Scale a Cluster

Learn how to scale a Kubernetes cluster on OCI.

You can scale the cluster nodes by using the kubectl scale command, either on the management cluster, or directly in the OCI cluster if it's self-managed.

Note:

You can also scale cluster nodes by editing the replicas option in the appropriate Kubernetes Cluster API Custom Resource file, but this approach isn't recommended in production systems.

Scaling Worker Nodes in an OCI Cluster

Use the kubectl scale command to scale the number of worker nodes in a Kubernetes cluster on OCI.

You can scale the worker nodes in a Kubernetes cluster by running the kubectl scale command, either on the management cluster, or on the OCI cluster if it's self-managed.

  1. Get the name of the machinedeployments Custom Resource.

    Use the kubectl get command to retrieve this information, for example:

    kubectl get machinedeployments --namespace ocne
  2. Run the kubectl scale command, specifying the new number of worker nodes.

    Set the new number of worker nodes with the --replicas option. In this example, the name of the machinedeployments Custom Resource is mycluster-md-0:

    kubectl scale machinedeployment mycluster-md-0 --replicas 3 --namespace ocne
  3. Wait for the cluster to stabilize before performing any other scaling operations.
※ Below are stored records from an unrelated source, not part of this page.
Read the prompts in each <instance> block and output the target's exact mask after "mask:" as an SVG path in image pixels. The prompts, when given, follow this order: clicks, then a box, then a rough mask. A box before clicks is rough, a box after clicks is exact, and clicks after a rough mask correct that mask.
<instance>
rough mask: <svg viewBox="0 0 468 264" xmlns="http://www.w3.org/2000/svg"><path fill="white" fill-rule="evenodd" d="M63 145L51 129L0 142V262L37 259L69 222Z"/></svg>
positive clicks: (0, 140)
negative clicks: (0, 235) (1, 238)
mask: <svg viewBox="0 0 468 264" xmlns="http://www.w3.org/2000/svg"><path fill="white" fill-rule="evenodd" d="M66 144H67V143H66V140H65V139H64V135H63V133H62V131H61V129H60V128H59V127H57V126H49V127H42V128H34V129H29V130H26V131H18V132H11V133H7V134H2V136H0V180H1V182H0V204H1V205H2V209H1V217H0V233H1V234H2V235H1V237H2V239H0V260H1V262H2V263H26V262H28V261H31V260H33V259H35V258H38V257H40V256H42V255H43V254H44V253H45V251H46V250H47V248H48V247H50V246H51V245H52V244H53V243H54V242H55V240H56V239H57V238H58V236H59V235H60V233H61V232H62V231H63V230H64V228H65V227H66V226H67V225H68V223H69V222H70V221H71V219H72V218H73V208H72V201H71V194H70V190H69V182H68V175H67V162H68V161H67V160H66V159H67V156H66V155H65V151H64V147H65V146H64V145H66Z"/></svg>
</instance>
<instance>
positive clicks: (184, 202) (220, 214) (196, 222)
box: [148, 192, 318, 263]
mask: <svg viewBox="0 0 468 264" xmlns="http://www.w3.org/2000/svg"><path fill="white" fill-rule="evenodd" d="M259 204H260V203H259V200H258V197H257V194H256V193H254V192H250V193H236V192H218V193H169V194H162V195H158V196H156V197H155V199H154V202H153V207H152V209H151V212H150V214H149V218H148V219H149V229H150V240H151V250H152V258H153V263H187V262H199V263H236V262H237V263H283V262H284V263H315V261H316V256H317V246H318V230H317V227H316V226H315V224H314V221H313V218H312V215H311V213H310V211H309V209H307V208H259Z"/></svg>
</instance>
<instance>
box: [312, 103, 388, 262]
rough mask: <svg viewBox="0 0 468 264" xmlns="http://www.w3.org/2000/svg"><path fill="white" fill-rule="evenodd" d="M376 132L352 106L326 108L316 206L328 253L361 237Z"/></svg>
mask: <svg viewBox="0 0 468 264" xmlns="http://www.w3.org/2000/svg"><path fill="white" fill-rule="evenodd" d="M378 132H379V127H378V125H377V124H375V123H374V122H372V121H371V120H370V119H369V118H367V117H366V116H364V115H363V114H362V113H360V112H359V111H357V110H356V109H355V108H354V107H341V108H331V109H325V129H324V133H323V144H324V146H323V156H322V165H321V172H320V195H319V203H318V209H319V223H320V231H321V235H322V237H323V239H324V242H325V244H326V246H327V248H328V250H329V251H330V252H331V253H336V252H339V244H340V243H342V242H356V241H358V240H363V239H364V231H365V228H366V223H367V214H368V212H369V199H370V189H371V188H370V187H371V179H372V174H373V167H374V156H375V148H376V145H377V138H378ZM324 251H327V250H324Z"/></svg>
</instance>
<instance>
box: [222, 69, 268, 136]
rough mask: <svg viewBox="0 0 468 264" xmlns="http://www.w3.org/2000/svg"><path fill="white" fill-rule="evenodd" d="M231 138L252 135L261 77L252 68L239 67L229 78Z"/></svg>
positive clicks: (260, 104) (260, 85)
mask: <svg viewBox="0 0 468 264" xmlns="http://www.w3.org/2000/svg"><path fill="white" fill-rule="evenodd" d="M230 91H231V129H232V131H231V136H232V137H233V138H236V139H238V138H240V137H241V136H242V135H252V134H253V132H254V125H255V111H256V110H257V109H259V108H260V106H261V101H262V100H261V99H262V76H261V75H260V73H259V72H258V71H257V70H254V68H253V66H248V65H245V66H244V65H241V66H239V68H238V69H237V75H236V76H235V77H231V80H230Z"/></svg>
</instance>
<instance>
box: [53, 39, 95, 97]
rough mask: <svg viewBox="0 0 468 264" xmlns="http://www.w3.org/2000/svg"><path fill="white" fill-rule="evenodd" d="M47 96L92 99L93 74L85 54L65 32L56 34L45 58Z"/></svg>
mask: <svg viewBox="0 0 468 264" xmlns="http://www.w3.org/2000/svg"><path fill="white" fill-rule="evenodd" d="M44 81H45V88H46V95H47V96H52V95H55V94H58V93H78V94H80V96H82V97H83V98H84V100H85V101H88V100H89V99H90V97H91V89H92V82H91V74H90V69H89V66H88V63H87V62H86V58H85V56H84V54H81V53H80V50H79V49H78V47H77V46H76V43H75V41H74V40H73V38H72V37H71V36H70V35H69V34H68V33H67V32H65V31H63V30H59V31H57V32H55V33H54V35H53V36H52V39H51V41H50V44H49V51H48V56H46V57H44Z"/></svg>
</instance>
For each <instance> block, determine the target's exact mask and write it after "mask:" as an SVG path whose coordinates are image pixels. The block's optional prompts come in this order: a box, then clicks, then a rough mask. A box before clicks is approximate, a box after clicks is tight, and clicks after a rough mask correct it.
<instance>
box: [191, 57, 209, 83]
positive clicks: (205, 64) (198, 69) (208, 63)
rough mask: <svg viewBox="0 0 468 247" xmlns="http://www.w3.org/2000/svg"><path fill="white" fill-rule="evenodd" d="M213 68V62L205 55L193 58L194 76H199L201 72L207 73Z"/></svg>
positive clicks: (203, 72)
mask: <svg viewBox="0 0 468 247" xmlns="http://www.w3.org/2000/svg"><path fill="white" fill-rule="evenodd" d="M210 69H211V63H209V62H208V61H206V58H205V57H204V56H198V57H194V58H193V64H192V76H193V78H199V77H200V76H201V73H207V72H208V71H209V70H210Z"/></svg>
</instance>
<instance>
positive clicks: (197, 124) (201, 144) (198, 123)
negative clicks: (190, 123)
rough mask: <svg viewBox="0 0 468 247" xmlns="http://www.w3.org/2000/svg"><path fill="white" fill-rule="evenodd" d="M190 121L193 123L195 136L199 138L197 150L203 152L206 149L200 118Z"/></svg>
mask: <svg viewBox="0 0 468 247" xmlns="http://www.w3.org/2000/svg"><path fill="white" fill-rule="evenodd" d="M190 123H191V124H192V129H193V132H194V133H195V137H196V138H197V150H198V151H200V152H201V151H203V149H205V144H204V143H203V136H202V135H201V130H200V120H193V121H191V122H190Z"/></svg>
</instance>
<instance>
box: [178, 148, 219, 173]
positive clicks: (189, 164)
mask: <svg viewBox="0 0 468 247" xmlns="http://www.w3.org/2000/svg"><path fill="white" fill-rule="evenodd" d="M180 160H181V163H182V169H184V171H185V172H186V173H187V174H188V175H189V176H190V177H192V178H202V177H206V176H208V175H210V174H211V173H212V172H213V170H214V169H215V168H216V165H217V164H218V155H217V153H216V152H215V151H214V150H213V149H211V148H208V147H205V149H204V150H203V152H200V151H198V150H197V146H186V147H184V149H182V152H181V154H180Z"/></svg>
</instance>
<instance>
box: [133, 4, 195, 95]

    You can monitor the status of the nodes by running the following command on the OCI cluster:

    watch kubectl get nodes -A

    The cluster is stable when all the cluster nodes show a status of Ready. Exit the command using Ctrl+C.

    The number of worker nodes in the cluster is scaled up or down to the number of replicas you set.

Scaling Control Plane Nodes in an OCI Cluster

Use the kubectl scale command to scale the number of control plane nodes in a Kubernetes cluster on OCI.

You can scale the control plane nodes in a Kubernetes cluster by running the kubectl scale command, either on the management cluster, or on the OCI cluster if it's self-managed.

  1. Get the name of the kubeadmcontrolplane Custom Resource.

    Use the kubectl get command to retrieve this information, for example:

    kubectl get kubeadmcontrolplane --namespace ocne
  2. Run the kubectl scale command, specifying the new number of control plane nodes.

    Set the new number of control plane nodes with the --replicas option. In this example, the name of the kubeadmcontrolplane Custom Resource is mycluster-control-plane:

    kubectl scale kubeadmcontrolplane mycluster-control-plane --replicas 3 --namespace ocne
  3. Wait for the cluster to stabilize before performing any other scaling operations.

    You can monitor the status of the nodes by running the following command on the OCI cluster :

    watch kubectl get nodes -A

    The cluster is stable when all the cluster nodes show a status of Ready. Exit the command using Ctrl+C.

    The number of control plane nodes in the cluster is scaled up or down to the number of replicas you set.